In her 1985 essay, “Three Women’s Texts and a Critique of Imperialism,” Gayatri Chakravorty Spivak followed up on previous critic of Jane Eyre as complacently supporting imperialism by comparing it with Wide Sargasso Sea. She writes in the terms of Gilbert & Gubar, Jane’s search for self and soul. Brontë reduces Bertha's humanity and denies her a soul by writing her as animalistic, thus her self-actualization is rendered unimportant (p. 247). Further, Spivak uses the same passages as in Madwoman as evidence for an opposing argument, such as the opening line “There was no possibility of taking a walk today [...] Out-door exercise was now out of the question.” Spivak sees Jane’s withdrawal as self-marginalization whereas the others read it as the beginning of her liberation (Gilbert & Gubar, 1979, p. 339. Spivak, 1985, p. 246).
Regarding Wide Sargasso Sea, Spivak is cautiously generous to Rhys’s work.
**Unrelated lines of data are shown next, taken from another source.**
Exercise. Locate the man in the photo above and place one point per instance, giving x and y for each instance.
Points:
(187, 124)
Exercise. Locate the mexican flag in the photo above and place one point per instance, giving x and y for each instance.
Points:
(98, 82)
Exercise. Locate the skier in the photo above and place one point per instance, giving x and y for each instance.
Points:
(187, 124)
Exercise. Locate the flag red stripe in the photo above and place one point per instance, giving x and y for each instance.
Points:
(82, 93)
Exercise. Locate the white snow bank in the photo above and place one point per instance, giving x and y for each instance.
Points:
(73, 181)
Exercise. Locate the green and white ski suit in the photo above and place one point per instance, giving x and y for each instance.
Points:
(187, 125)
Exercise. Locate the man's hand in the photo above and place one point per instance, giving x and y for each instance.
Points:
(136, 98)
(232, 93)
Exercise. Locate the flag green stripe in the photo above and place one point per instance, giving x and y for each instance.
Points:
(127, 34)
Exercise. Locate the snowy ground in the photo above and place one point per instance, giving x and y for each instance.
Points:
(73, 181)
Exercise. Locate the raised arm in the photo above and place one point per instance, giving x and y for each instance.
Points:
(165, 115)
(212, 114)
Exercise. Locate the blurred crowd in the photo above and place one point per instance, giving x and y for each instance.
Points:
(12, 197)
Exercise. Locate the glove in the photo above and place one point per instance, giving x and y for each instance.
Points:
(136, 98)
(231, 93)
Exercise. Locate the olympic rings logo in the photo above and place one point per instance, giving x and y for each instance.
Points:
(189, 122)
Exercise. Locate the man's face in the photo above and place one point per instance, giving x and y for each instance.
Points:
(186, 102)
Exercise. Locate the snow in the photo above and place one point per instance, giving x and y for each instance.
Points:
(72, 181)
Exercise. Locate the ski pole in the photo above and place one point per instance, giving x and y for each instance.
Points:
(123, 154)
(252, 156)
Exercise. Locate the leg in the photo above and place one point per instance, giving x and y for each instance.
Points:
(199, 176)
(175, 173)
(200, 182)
She acknowledges some feats like refusing to give the Rochester’s analog a name, denying his patrilineal inheritance. Spivak also notes the way Rhys handled limits to her voice in her writing of Christophine. Christophine’s ultimate line “Read and write I don’t know. Other things I know,” which Spivak interprets as her being “simply driven out of the story” without “narrative nor characterological explanation or justice,” (p. 253). A dissenting reading of the same line comes from John Su, who interprets “Other things I know” as Rhys conferring to Christophine a voice not bound to the page, acknowledging her limits in righting a black character as a white Creole herself (2015, p. 176). For both novels, the narrative of critique is divisive and complex, with questions of intersectionality, feminism, and empire provoking wildly different responses from different critics.
Following this review of criticism, it is clear that while the novels have produced a vast body of work they have not produced consensus. The purpose of my research is not to bring a definitive conclusion to these arguments, but rather to employ modern techniques to examine the themes that have been integrated for decades and continue to provide new avenues for interpretation. Critics disagree on the nature of isolation for Jane and Antoinette, whether the novels examine colonialism or use it as a tool, and whether the novels are problematic or progressive for contemporary feminism. By applying digital tools, I hope to produce outcomes that may bolster a critical perspective or open new avenues of discussion.